There’s a familiar murmur that still echoes down agency corridors.
“But we’re the creative ones.”
“Why won’t they buy this idea?”
“What don’t they get?”
Here’s a provocative thought: what if your client does get it? What if your client was also your creative partner? What if the person you’re presenting to is also the person you’re presenting with? How would that work?
If you’re no longer the single source of creative output, what’s the agency’s true value proposition? The answer? It hasn’t changed; it’s still all about the work.
The difference is how the work gets made. The trick is to make it with your clients, not just for them.
We’re operating in a world of tighter budgets, faster turnarounds and less patience for long drawn-out processes. The idea that an agency must “own” everything from strategy to social captions is increasingly outdated - and, frankly, unnecessary.
Where agencies add real value today is by plugging in precisely where they’re needed. Tactical support. Specialist thinking. Fresh perspective at speed. Ideas the client can’t get to, or doesn’t have time to get to.
Clients win by smartly outsourcing.
Agencies win by staying nimble and relevant.
And everyone wins by getting better work out the door, faster.
Ego is the enemy.
More brands are building serious in-house creative teams, often staffed by people who’ve done their time in ad-land. The agencies that are thriving don not see this as a threat, they’re welcoming it.
This only works if egos are checked at the proverbial door and old-school processes are quietly escorted out. “You do this, we’ll do that” is no longer a viable operating model. The bravest agencies can also hand over an idea and trust the in-house team to run with it. Sometimes you have to let go. Yes, really.
Trust is a two-way street. And yes, your client might improve your idea. Try not to take it personally.

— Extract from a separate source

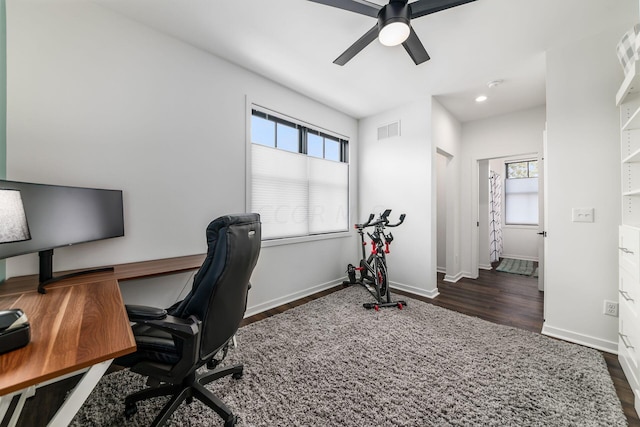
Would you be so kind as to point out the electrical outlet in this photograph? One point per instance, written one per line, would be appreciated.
(611, 308)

Clients don’t always hire agencies to reinvent the wheel, and almost never to double down on what they already believe they’re already doing well. Added value matters, of course, but relevance matters more.
If you’re asked for punchy headlines and come back with a fully integrated, through-the-line activation involving a PR stunt, a TikTok challenge and Beyonce, you’ve probably overcooked it.
Clients today want quick quality and quantity. No surprise there.
That means focusing time, and money, where it actually counts.
Adapt to how clients work. Be it studio overspill, copywriting firepower, production scoping or even drop a CD onto a shoot. Shun their way of working and expect a swift bout of FOMO.
What agencies truly bring is breadth, strategy and ideas plus years of creative experience across categories, markets, audiences and channels. (Sometimes, clients are way ahead on home grown native social than many agencies are.) The best independent agencies know how to deploy the right person at the right time to solve the problem in front of them, not the bigger one they wish they’d been asked to solve.
Ideas are cheap. Insight isn’t.
One crucial distinction needs to be made early: strategy vs. creative ideation vs. execution. Brands often think they want territories when what they really need is insight.
Anyone can come up with “fun thinking”. Tying it back to cultural truths or a genuine business problem? That’s the hard part.This is where the modern creative power couple comes in: the creative director and the creative strategist. When given time to work properly together, they’re a formidable duo - not flashy for the sake of it, but impactful where it matters.
And never underestimate an agency person, formerly known as the “account guy”, who true strength is cultivating the relationship and instilling that sense of “we’re listening”.
Less isolation. More conversation.
Time is a luxury no one has anymore, so use it wisely.
At Unbound, we’re working alongside brands like Grenade and TRIP - with genuinely brilliant in-house creative people. What we’ve found is that more frequent check-ins and less time disappearing into agency caves makes everyone happier. Clients feel reassured. Agencies stay focused. The work gets better.
Agencies should feel like an extension of the client team, not a service provider wheeled out for big moments. Tissue meetings exist for a reason; use them. Share unpolished thinking. Suggest, don’t sell. The goal is to build together, not perform for each other.
Yes, it requires flexibility. And yes, it means working arm-in-arm with the old enemy.
But don’t they say to keep your friends close and enemies closer?
For agencies working with modern brands that are investing heavily in in-house talent, the value proposition has evolved from ownership to empowerment.
And if you can’t beat them… join them.
Work with them, not for them.
Who knows, even the most seasoned among us might learn something new.